P.S.: I suppose you meant to write

d.σ.(batched_mul(d.weight, x) .+ d.bias)
Thanks for that fix!

So, I made sure my Julia and Flux versions matched yours… here’s exactly what I get:

Here’s a link to the code. Should have provided that before. Sorry!

Copy-pasted your code verbatim. No difference for me.

Can you post your

Pkg.status(mode=Pkg.PKGMODE_MANIFEST) and
LinearAlgebra.BLAS.get_config() ?

julia> versioninfo()
Julia Version 1.9.3
Commit bed2cd540a1 (2023-08-24 14:43 UTC)
Build Info:
  Official release
Platform Info:
  OS: macOS (x86_64-apple-darwin22.4.0)
  CPU: 4 × Intel(R) Core(TM) i5-7500 CPU @ 3.40GHz
  LIBM: libopenlibm
  LLVM: libLLVM-14.0.6 (ORCJIT, skylake)
  Threads: 8 on 4 virtual cores
julia> Pkg.status(mode=Pkg.PKGMODE_MANIFEST)
Status `~/.julia/dev/DSTModels/util/weirdissue/Manifest.toml`
julia> LinearAlgebra.BLAS.get_config()
ERROR: UndefVarError: `LinearAlgebra` not defined
 [1] top-level scope
   @ REPL[4]:1

You have to import LinearAlgebra first.

julia> import LinearAlgebra

julia> LinearAlgebra.BLAS.get_config()
└ [ILP64] libopenblas64_.0.3.21.dylib

Ha! I just tested it on my machine at home which has an Intel i5-6500 CPU, i.e. a Skylake like yourself, and now I can reproduce your observation. Previously I was on an Apple M1.

I think the matrix multiplications hit different code paths in OpenBLAS (on that CPU)?

You can strip away Flux and directly call BLAS.gemm to the same effect. Probably some reordering of operations is happening, loops unroll differently, I don’t know.

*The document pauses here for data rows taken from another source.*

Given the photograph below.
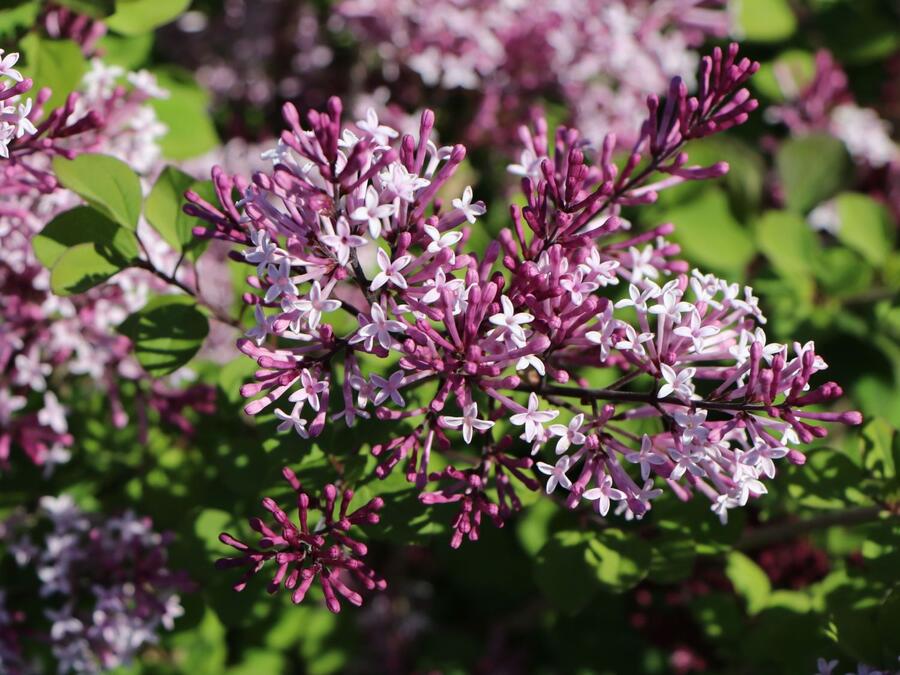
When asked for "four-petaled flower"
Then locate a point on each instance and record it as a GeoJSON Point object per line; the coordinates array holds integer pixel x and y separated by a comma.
{"type": "Point", "coordinates": [379, 327]}
{"type": "Point", "coordinates": [468, 422]}
{"type": "Point", "coordinates": [372, 212]}
{"type": "Point", "coordinates": [602, 495]}
{"type": "Point", "coordinates": [557, 473]}
{"type": "Point", "coordinates": [468, 209]}
{"type": "Point", "coordinates": [281, 282]}
{"type": "Point", "coordinates": [390, 270]}
{"type": "Point", "coordinates": [569, 435]}
{"type": "Point", "coordinates": [266, 252]}
{"type": "Point", "coordinates": [309, 390]}
{"type": "Point", "coordinates": [317, 304]}
{"type": "Point", "coordinates": [264, 326]}
{"type": "Point", "coordinates": [389, 388]}
{"type": "Point", "coordinates": [532, 418]}
{"type": "Point", "coordinates": [341, 240]}
{"type": "Point", "coordinates": [510, 322]}
{"type": "Point", "coordinates": [678, 383]}
{"type": "Point", "coordinates": [292, 421]}
{"type": "Point", "coordinates": [380, 133]}
{"type": "Point", "coordinates": [441, 240]}
{"type": "Point", "coordinates": [647, 457]}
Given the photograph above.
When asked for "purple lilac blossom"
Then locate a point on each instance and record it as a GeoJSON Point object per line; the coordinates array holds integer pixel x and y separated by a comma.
{"type": "Point", "coordinates": [300, 554]}
{"type": "Point", "coordinates": [496, 350]}
{"type": "Point", "coordinates": [600, 58]}
{"type": "Point", "coordinates": [105, 584]}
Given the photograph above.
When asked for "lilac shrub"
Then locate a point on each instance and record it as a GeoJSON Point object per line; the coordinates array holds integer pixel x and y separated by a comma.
{"type": "Point", "coordinates": [104, 584]}
{"type": "Point", "coordinates": [47, 336]}
{"type": "Point", "coordinates": [301, 555]}
{"type": "Point", "coordinates": [600, 58]}
{"type": "Point", "coordinates": [501, 344]}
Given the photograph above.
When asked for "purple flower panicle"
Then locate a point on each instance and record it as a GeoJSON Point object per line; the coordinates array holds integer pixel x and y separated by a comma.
{"type": "Point", "coordinates": [300, 554]}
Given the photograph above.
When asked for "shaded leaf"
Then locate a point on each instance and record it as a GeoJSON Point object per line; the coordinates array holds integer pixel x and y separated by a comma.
{"type": "Point", "coordinates": [811, 168]}
{"type": "Point", "coordinates": [166, 333]}
{"type": "Point", "coordinates": [106, 183]}
{"type": "Point", "coordinates": [83, 225]}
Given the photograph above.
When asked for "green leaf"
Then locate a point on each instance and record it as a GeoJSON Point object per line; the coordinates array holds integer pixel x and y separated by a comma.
{"type": "Point", "coordinates": [811, 168]}
{"type": "Point", "coordinates": [709, 233]}
{"type": "Point", "coordinates": [83, 225]}
{"type": "Point", "coordinates": [21, 16]}
{"type": "Point", "coordinates": [97, 9]}
{"type": "Point", "coordinates": [133, 17]}
{"type": "Point", "coordinates": [861, 31]}
{"type": "Point", "coordinates": [842, 272]}
{"type": "Point", "coordinates": [129, 52]}
{"type": "Point", "coordinates": [788, 242]}
{"type": "Point", "coordinates": [748, 580]}
{"type": "Point", "coordinates": [619, 560]}
{"type": "Point", "coordinates": [163, 210]}
{"type": "Point", "coordinates": [104, 182]}
{"type": "Point", "coordinates": [79, 269]}
{"type": "Point", "coordinates": [766, 20]}
{"type": "Point", "coordinates": [57, 64]}
{"type": "Point", "coordinates": [185, 112]}
{"type": "Point", "coordinates": [879, 440]}
{"type": "Point", "coordinates": [674, 554]}
{"type": "Point", "coordinates": [562, 573]}
{"type": "Point", "coordinates": [865, 226]}
{"type": "Point", "coordinates": [166, 333]}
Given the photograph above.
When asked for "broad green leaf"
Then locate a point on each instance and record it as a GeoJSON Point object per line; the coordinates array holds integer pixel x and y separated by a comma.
{"type": "Point", "coordinates": [20, 16]}
{"type": "Point", "coordinates": [202, 650]}
{"type": "Point", "coordinates": [860, 31]}
{"type": "Point", "coordinates": [79, 269]}
{"type": "Point", "coordinates": [97, 9]}
{"type": "Point", "coordinates": [619, 560]}
{"type": "Point", "coordinates": [865, 226]}
{"type": "Point", "coordinates": [83, 225]}
{"type": "Point", "coordinates": [709, 233]}
{"type": "Point", "coordinates": [166, 333]}
{"type": "Point", "coordinates": [185, 112]}
{"type": "Point", "coordinates": [788, 242]}
{"type": "Point", "coordinates": [842, 272]}
{"type": "Point", "coordinates": [106, 183]}
{"type": "Point", "coordinates": [748, 580]}
{"type": "Point", "coordinates": [812, 168]}
{"type": "Point", "coordinates": [673, 556]}
{"type": "Point", "coordinates": [129, 52]}
{"type": "Point", "coordinates": [133, 17]}
{"type": "Point", "coordinates": [562, 573]}
{"type": "Point", "coordinates": [765, 20]}
{"type": "Point", "coordinates": [163, 210]}
{"type": "Point", "coordinates": [57, 64]}
{"type": "Point", "coordinates": [879, 441]}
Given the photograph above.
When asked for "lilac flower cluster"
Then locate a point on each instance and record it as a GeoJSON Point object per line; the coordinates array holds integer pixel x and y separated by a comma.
{"type": "Point", "coordinates": [45, 335]}
{"type": "Point", "coordinates": [105, 584]}
{"type": "Point", "coordinates": [600, 57]}
{"type": "Point", "coordinates": [350, 225]}
{"type": "Point", "coordinates": [327, 551]}
{"type": "Point", "coordinates": [826, 104]}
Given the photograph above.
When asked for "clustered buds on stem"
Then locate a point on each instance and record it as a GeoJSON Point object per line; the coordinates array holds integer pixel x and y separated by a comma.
{"type": "Point", "coordinates": [300, 554]}
{"type": "Point", "coordinates": [495, 349]}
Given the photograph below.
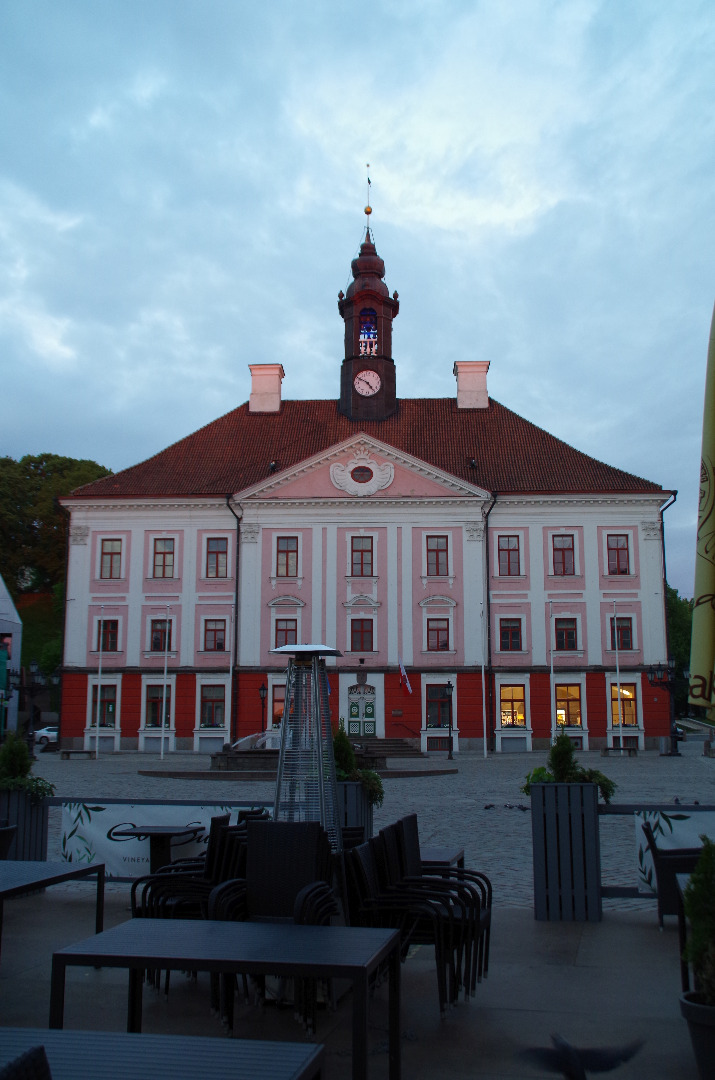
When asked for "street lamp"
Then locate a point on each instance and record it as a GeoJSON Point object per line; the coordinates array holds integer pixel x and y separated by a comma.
{"type": "Point", "coordinates": [663, 674]}
{"type": "Point", "coordinates": [448, 690]}
{"type": "Point", "coordinates": [261, 693]}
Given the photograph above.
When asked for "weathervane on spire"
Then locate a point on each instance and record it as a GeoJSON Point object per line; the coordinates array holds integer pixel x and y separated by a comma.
{"type": "Point", "coordinates": [368, 208]}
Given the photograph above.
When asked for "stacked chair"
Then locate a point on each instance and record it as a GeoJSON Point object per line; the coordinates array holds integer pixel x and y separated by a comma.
{"type": "Point", "coordinates": [288, 878]}
{"type": "Point", "coordinates": [181, 889]}
{"type": "Point", "coordinates": [447, 907]}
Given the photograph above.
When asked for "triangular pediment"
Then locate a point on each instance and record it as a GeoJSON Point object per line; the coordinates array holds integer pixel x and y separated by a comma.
{"type": "Point", "coordinates": [362, 468]}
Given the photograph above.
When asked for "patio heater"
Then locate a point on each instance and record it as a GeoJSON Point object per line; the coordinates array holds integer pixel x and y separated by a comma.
{"type": "Point", "coordinates": [306, 788]}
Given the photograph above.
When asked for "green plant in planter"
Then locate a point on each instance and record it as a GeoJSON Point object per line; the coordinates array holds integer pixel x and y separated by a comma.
{"type": "Point", "coordinates": [563, 768]}
{"type": "Point", "coordinates": [15, 767]}
{"type": "Point", "coordinates": [346, 768]}
{"type": "Point", "coordinates": [699, 903]}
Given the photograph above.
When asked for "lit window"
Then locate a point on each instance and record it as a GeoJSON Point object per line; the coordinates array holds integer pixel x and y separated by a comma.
{"type": "Point", "coordinates": [628, 705]}
{"type": "Point", "coordinates": [279, 704]}
{"type": "Point", "coordinates": [437, 565]}
{"type": "Point", "coordinates": [286, 557]}
{"type": "Point", "coordinates": [564, 556]}
{"type": "Point", "coordinates": [111, 558]}
{"type": "Point", "coordinates": [213, 706]}
{"type": "Point", "coordinates": [361, 635]}
{"type": "Point", "coordinates": [512, 706]}
{"type": "Point", "coordinates": [508, 556]}
{"type": "Point", "coordinates": [566, 635]}
{"type": "Point", "coordinates": [621, 628]}
{"type": "Point", "coordinates": [107, 706]}
{"type": "Point", "coordinates": [286, 632]}
{"type": "Point", "coordinates": [439, 705]}
{"type": "Point", "coordinates": [217, 557]}
{"type": "Point", "coordinates": [154, 697]}
{"type": "Point", "coordinates": [510, 635]}
{"type": "Point", "coordinates": [214, 635]}
{"type": "Point", "coordinates": [367, 332]}
{"type": "Point", "coordinates": [437, 635]}
{"type": "Point", "coordinates": [568, 705]}
{"type": "Point", "coordinates": [361, 556]}
{"type": "Point", "coordinates": [618, 554]}
{"type": "Point", "coordinates": [107, 635]}
{"type": "Point", "coordinates": [161, 635]}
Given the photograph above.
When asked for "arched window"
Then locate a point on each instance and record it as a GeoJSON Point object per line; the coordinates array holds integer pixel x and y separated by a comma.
{"type": "Point", "coordinates": [367, 333]}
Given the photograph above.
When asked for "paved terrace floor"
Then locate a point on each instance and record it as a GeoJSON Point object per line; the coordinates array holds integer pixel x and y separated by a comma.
{"type": "Point", "coordinates": [594, 983]}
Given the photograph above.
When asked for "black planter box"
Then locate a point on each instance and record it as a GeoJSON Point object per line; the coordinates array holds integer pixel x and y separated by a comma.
{"type": "Point", "coordinates": [566, 852]}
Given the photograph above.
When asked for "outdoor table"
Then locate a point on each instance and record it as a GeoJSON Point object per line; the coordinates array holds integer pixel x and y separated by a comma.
{"type": "Point", "coordinates": [160, 840]}
{"type": "Point", "coordinates": [83, 1055]}
{"type": "Point", "coordinates": [19, 877]}
{"type": "Point", "coordinates": [251, 948]}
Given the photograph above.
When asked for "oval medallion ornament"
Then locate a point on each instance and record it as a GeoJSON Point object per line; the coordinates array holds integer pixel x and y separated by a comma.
{"type": "Point", "coordinates": [362, 474]}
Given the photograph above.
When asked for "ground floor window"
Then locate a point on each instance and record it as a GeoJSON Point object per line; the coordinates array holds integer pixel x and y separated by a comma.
{"type": "Point", "coordinates": [512, 705]}
{"type": "Point", "coordinates": [107, 706]}
{"type": "Point", "coordinates": [628, 710]}
{"type": "Point", "coordinates": [278, 704]}
{"type": "Point", "coordinates": [213, 706]}
{"type": "Point", "coordinates": [154, 696]}
{"type": "Point", "coordinates": [439, 704]}
{"type": "Point", "coordinates": [568, 705]}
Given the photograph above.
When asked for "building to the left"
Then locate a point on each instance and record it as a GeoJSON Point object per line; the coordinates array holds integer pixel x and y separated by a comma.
{"type": "Point", "coordinates": [477, 575]}
{"type": "Point", "coordinates": [11, 644]}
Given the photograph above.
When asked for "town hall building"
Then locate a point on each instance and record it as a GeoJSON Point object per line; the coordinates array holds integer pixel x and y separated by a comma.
{"type": "Point", "coordinates": [481, 578]}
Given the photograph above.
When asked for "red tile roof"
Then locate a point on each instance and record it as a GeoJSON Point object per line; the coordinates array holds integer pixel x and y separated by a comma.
{"type": "Point", "coordinates": [512, 456]}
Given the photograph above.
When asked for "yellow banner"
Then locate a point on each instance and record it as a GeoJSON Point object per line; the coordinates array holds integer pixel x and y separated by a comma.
{"type": "Point", "coordinates": [702, 645]}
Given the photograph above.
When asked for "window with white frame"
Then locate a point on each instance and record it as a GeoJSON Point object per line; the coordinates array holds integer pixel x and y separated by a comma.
{"type": "Point", "coordinates": [213, 706]}
{"type": "Point", "coordinates": [508, 548]}
{"type": "Point", "coordinates": [110, 562]}
{"type": "Point", "coordinates": [163, 557]}
{"type": "Point", "coordinates": [217, 557]}
{"type": "Point", "coordinates": [107, 635]}
{"type": "Point", "coordinates": [512, 705]}
{"type": "Point", "coordinates": [621, 633]}
{"type": "Point", "coordinates": [214, 635]}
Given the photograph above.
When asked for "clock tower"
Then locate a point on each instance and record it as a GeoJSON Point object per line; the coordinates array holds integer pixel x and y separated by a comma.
{"type": "Point", "coordinates": [367, 382]}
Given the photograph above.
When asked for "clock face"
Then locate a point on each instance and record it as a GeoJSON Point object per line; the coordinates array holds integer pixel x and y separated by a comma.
{"type": "Point", "coordinates": [367, 382]}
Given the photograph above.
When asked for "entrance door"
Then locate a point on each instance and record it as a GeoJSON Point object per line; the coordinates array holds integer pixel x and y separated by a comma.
{"type": "Point", "coordinates": [361, 711]}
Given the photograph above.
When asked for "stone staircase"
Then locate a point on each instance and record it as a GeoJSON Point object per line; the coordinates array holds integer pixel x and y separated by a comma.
{"type": "Point", "coordinates": [369, 754]}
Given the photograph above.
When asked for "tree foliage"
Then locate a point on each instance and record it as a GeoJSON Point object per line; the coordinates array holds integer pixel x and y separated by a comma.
{"type": "Point", "coordinates": [32, 526]}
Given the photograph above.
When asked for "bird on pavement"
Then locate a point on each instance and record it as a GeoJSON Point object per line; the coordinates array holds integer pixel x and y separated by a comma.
{"type": "Point", "coordinates": [574, 1063]}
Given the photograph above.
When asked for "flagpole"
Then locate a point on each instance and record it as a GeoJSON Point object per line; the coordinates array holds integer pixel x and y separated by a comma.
{"type": "Point", "coordinates": [102, 622]}
{"type": "Point", "coordinates": [551, 677]}
{"type": "Point", "coordinates": [484, 698]}
{"type": "Point", "coordinates": [618, 679]}
{"type": "Point", "coordinates": [701, 690]}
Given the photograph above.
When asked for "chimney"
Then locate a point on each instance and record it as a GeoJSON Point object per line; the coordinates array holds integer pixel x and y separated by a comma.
{"type": "Point", "coordinates": [266, 388]}
{"type": "Point", "coordinates": [471, 377]}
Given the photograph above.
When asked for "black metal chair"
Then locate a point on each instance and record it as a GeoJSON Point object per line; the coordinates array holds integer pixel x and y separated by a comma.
{"type": "Point", "coordinates": [7, 837]}
{"type": "Point", "coordinates": [288, 878]}
{"type": "Point", "coordinates": [413, 865]}
{"type": "Point", "coordinates": [420, 918]}
{"type": "Point", "coordinates": [668, 862]}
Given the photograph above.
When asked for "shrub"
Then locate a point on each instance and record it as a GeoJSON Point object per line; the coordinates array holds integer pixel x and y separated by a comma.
{"type": "Point", "coordinates": [699, 902]}
{"type": "Point", "coordinates": [563, 768]}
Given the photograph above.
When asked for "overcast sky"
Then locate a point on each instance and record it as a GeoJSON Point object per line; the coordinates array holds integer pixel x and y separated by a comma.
{"type": "Point", "coordinates": [181, 191]}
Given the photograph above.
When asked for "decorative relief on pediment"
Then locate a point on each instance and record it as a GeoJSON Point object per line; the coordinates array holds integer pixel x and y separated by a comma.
{"type": "Point", "coordinates": [362, 474]}
{"type": "Point", "coordinates": [474, 531]}
{"type": "Point", "coordinates": [250, 534]}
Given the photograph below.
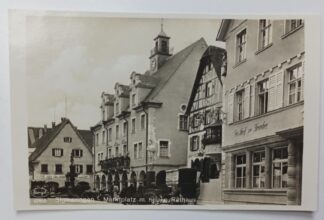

However, it’s ultimately inconsequential, because the difference is within machine precision. As a rule of thumb, one should compare floats with isapprox () anyway.

Edit: MKL behaves nicely: GitHub - JuliaLinearAlgebra/MKL.jl: Intel MKL linear algebra backend for Julia


The problem is that the numerical precision error compounds in a deep neural net… that’s just one Dense layer… there could be hundreds of layers! I don’t have a problem with machine precision error; it’s more with the expectation that changing the shape of the function input should change the shape of the function output… and nothing else. Otherwise, it’s not proper function composition. Just like changing the shape of an array… the coordinates should change, but not the bytes.

Thanks for your help!